The demijohn looks like it will work just fine for winemaking if you don't mind taking the trouble to sanitize it really really good. Personally I would get a bucket fermenter for primary and use those to rack my wine into for secondary but that's just me.


----------



## Runningwolf (Oct 2, 2012)

I prefer the plastic pail myself. a demijon would be too hard to clean.


----------



## JohnT (Oct 2, 2012)

Definitely use a pail for primary.....


1) During primary fermentation - logorythmic phase - The fermentation is so violent, that a demijohn will "froth up". If you use an airlock, it will clog up and the stopper will end up getting pushed out (as pressure builds) resulting in a "wine eruption". The only way to combat this is to only fill the demijohn 2/3 full. 

2) It is MUCH easier to clean a pail then it is to clean a DJ.

3) During lag phase, yeast benefits from oxygen while it is attempting to create a biomass. You will limit this by using a DJ as a primary fermentor.

johnT.


----------



## Rocky (Oct 2, 2012)

I agree with the above three posts. I have one demijohn and I use it only for bulk aging and oaking wines. They are very hard to clean and to move so I have mine on a home made dolly. I have also heard that they are more fragile than a carboy but I have no experience to back that up.


----------



## JohnT (Oct 2, 2012)

At one point I had over 40 DJs. Yup, over 40. They are more fragile then carboys. I have had several DJs break on me, but never had a broken carboy. 
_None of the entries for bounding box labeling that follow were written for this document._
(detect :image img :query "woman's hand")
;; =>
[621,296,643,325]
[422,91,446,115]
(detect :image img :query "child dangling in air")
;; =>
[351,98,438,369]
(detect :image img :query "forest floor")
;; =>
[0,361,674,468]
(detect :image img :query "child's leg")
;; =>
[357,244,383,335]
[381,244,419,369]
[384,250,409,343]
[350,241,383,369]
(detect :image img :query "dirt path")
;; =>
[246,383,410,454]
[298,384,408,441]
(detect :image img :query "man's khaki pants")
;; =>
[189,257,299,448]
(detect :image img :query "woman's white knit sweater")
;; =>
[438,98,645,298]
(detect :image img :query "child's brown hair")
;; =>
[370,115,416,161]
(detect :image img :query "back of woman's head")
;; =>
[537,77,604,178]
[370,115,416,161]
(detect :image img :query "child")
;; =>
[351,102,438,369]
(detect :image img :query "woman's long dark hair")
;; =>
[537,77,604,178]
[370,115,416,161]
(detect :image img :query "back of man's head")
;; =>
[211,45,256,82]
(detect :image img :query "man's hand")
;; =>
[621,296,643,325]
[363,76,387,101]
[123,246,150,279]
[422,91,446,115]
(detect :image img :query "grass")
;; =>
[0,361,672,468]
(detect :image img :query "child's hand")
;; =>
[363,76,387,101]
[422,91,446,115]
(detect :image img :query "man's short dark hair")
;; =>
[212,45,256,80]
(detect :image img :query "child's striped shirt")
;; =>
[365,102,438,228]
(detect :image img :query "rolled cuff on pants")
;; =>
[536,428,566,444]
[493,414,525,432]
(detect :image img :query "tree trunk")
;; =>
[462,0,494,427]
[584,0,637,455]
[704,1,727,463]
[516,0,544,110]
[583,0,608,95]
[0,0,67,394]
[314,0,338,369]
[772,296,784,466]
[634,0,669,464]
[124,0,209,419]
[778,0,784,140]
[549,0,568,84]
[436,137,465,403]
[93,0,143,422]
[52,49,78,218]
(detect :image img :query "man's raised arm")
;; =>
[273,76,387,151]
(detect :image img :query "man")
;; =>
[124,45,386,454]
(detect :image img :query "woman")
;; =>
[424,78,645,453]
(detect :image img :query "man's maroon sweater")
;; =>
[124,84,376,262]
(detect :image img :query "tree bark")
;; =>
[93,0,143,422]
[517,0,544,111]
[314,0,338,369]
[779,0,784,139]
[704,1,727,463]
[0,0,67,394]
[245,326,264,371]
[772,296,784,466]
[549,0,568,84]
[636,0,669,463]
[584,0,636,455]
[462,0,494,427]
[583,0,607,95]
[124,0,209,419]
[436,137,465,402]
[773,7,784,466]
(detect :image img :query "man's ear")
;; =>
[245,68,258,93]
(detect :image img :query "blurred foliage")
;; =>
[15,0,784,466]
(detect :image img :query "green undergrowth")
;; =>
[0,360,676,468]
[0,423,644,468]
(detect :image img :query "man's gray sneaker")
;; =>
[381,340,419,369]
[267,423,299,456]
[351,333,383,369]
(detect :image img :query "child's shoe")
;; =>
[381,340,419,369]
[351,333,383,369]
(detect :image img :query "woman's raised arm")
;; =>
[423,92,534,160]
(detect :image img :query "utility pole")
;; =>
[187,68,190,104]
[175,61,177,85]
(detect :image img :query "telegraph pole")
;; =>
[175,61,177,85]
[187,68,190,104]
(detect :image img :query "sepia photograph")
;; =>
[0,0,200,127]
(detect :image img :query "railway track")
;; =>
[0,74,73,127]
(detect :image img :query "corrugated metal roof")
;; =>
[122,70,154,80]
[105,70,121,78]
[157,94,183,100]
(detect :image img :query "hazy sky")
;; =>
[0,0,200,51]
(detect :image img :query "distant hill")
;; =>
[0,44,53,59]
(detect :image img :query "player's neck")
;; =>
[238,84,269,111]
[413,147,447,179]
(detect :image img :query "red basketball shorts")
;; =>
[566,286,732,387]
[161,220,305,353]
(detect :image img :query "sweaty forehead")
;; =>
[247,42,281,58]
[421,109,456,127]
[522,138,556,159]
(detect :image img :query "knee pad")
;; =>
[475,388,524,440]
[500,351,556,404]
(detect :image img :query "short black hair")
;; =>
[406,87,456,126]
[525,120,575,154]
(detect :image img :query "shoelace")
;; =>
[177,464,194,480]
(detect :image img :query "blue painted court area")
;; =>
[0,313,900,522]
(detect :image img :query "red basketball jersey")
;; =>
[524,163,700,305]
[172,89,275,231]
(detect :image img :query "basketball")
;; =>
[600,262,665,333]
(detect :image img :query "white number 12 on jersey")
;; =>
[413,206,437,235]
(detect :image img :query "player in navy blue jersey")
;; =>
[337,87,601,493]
Of course, this might have more to do with the fact that a DJ is bigger, heavier, and more difficult to move around carefully. 

One good piece of advise... I notice that you purchased the DJ that has a "faux wicker" type bucket. In future, try to get the buckets that are solid (and do not have any holes in them). From experience, when a DJ breaks, the basket can hold all of the broken glass PLUS 2 carboys of contents. 

I have had several batches of "dropped bottle" wine (LOL).


----------